Security Engineer

Profound is the marketing platform for the AI era. As people increasingly turn to ChatGPT, Perplexity, and Gemini to decide what to buy, we give brands the intelligence to see how AI represents them and the Agents to act on it. Today, ~13% of the Fortune 500, plus companies like Ramp, Figma, Chime, Calendly, and DocuSign, use Profound to turn AI Search from a black box into a measurable growth channel.

Backed by Lightspeed, Sequoia, Kleiner Perkins, and Khosla Ventures at a $1B valuation, we're a lean, fast-moving team across NYC, SF, Buenos Aires, and London, shipping at a relentless pace and defining a new category at the biggest shift in marketing in 25 years. If you want to do the best work of your career at the frontier of AI, come build it with us.

As enterprises integrate AI into critical workflows, they need to trust that the platforms they rely on are secure, compliant, and resilient. That's where you come in.

We're hiring a Security Engineer to own Profound's security posture across our platform, infrastructure, and corporate environment. You'll be the first dedicated security hire, which means you'll shape how we approach access control, vulnerability management, compliance, and incident response from the ground up. You'll partner closely with our Engineering and Infrastructure teams to build practical, scalable security systems that protect customer data and enable rapid growth.

This role is ideal for someone who sees security as a business accelerator, not a blocker, and who thrives on building rather than auditing.

What you'll do

In your first 90 days, you'll focus on our most pressing priorities: partnering with our Infrastructure team to harden our AWS environment, driving SOC 2 Type II continuous compliance (defining controls and closing gaps), and integrating security scanning into our CI/CD pipelines.

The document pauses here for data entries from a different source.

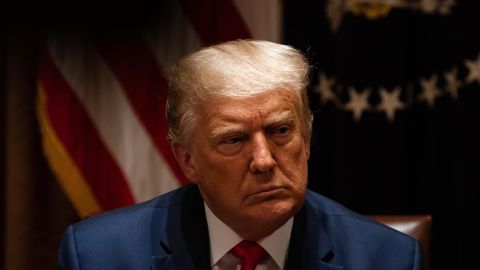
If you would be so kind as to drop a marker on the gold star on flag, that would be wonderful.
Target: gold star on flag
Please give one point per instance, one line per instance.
(473, 70)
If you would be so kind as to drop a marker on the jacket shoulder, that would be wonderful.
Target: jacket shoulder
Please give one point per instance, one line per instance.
(360, 241)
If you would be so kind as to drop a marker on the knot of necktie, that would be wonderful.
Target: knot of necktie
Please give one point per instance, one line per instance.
(250, 254)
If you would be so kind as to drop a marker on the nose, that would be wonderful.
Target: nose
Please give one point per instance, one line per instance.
(262, 159)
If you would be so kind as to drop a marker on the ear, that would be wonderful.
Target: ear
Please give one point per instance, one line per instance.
(186, 161)
(307, 149)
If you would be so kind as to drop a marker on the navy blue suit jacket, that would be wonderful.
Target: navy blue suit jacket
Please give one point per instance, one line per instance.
(170, 232)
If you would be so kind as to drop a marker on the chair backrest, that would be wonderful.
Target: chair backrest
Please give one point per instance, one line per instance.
(417, 226)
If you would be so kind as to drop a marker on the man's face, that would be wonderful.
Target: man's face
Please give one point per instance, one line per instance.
(249, 158)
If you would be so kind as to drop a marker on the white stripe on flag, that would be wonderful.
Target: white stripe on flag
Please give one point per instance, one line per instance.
(104, 100)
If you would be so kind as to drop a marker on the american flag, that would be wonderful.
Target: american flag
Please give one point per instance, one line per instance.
(101, 99)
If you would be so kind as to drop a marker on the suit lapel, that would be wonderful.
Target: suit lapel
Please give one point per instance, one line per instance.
(310, 246)
(185, 245)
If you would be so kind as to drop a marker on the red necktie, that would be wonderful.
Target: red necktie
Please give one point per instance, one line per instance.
(249, 253)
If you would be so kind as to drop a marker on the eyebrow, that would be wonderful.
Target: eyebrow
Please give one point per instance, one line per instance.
(231, 128)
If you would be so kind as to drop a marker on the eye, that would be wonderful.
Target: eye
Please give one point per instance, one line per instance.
(283, 130)
(281, 134)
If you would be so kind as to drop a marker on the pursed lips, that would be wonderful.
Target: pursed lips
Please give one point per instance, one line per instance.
(268, 190)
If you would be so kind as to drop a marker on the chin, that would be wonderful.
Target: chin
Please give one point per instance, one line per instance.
(274, 212)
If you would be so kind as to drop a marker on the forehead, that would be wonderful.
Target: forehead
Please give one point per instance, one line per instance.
(270, 107)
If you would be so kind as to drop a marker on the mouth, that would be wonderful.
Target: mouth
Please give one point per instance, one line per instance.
(269, 192)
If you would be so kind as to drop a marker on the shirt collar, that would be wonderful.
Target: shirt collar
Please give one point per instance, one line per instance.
(223, 239)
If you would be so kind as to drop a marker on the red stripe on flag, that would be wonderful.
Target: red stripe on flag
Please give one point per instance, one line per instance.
(215, 20)
(79, 137)
(135, 68)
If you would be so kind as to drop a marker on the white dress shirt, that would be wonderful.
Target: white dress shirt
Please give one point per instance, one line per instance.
(223, 239)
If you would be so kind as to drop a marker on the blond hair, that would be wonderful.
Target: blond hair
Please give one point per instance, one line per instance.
(235, 69)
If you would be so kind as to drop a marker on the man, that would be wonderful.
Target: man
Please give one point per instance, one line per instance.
(240, 129)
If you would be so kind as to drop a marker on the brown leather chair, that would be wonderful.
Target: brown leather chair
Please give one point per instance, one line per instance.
(417, 226)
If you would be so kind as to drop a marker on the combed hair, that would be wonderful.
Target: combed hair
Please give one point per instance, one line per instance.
(236, 69)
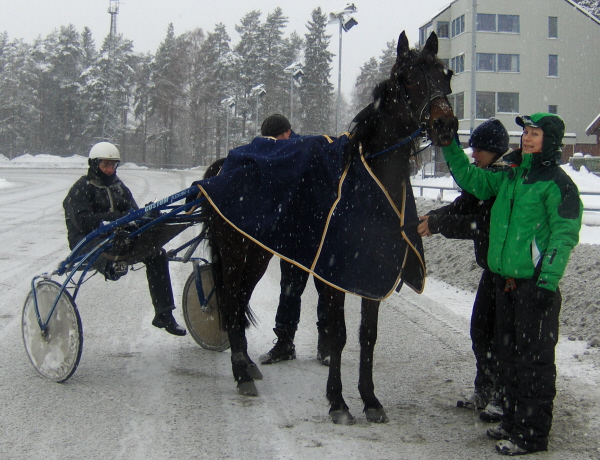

Over time, you'll take on broader responsibility across our security posture:

• Enforce least-privilege access controls and conduct regular access reviews across environments

• Build and run a vulnerability management program spanning infrastructure, applications, and dependencies

• Triage and respond to security findings from automated tooling, bug bounty programs, and third-party assessments

• Partner with Infrastructure to implement detection and monitoring capabilities using log aggregation and SIEM tooling

• Conduct risk assessments, maintain a risk register, and drive prioritization decisions

• Build security policies and procedures that reflect how we actually operate

• Lead post-incident reviews and drive systemic improvements

Must have

• 5+ years in security engineering, with experience in high-growth SaaS or infrastructure-heavy environments

• Hands-on experience building or maintaining a SOC 2 compliance program

• Strong knowledge of AWS security services and cloud security architecture (IAM, VPC, CloudTrail, GuardDuty, Security Hub)

• Deep understanding of identity and authentication protocols (OAuth, SAML, OIDC)

• Practical scripting skills in Python or Bash for automating security workflows

Strong plus

• Experience integrating vulnerability management and security scanning (SAST, DAST, SCA, container scanning) into CI/CD workflows

• Familiarity with network security fundamentals (firewalls, DNS, VPNs, segmentation, traffic analysis)

• Experience with infrastructure-as-code security (Terraform, CloudFormation)

• Background in penetration testing, application security assessments, or CTF competitions

• Familiarity with data infrastructure security for systems like ClickHouse or PostgreSQL

• Experience with data processing compliance in analytics-heavy environments

• Relevant certifications (CISSP, CCSP, AWS Security Specialty, or similar)

Who you are

• Clear communicator who can translate security risks into business terms for engineering, leadership, and customer-facing teams

• Systems thinker who reasons about root causes, blast radius, and scalable control design

• Self-directed with strong judgment and comfort operating with significant autonomy

• Motivated by building the security foundation for a category-defining AI company

Compensation

For this role, the expected base salary range is $200,000 to $250,000 (NYC). Profound's total compensation package includes base salary, equity, and a full range of benefits and perks. Final compensation depends on skills, experience, qualifications, and location, and will be determined during the interview process. Our recruiting team will share more details about the full package as you move through hiring.

#LI-PRO

Note: All official communication from Profound will come from a @tryprofound.com email address. If you're contacted by anyone using a different domain, please disregard and report it as spam.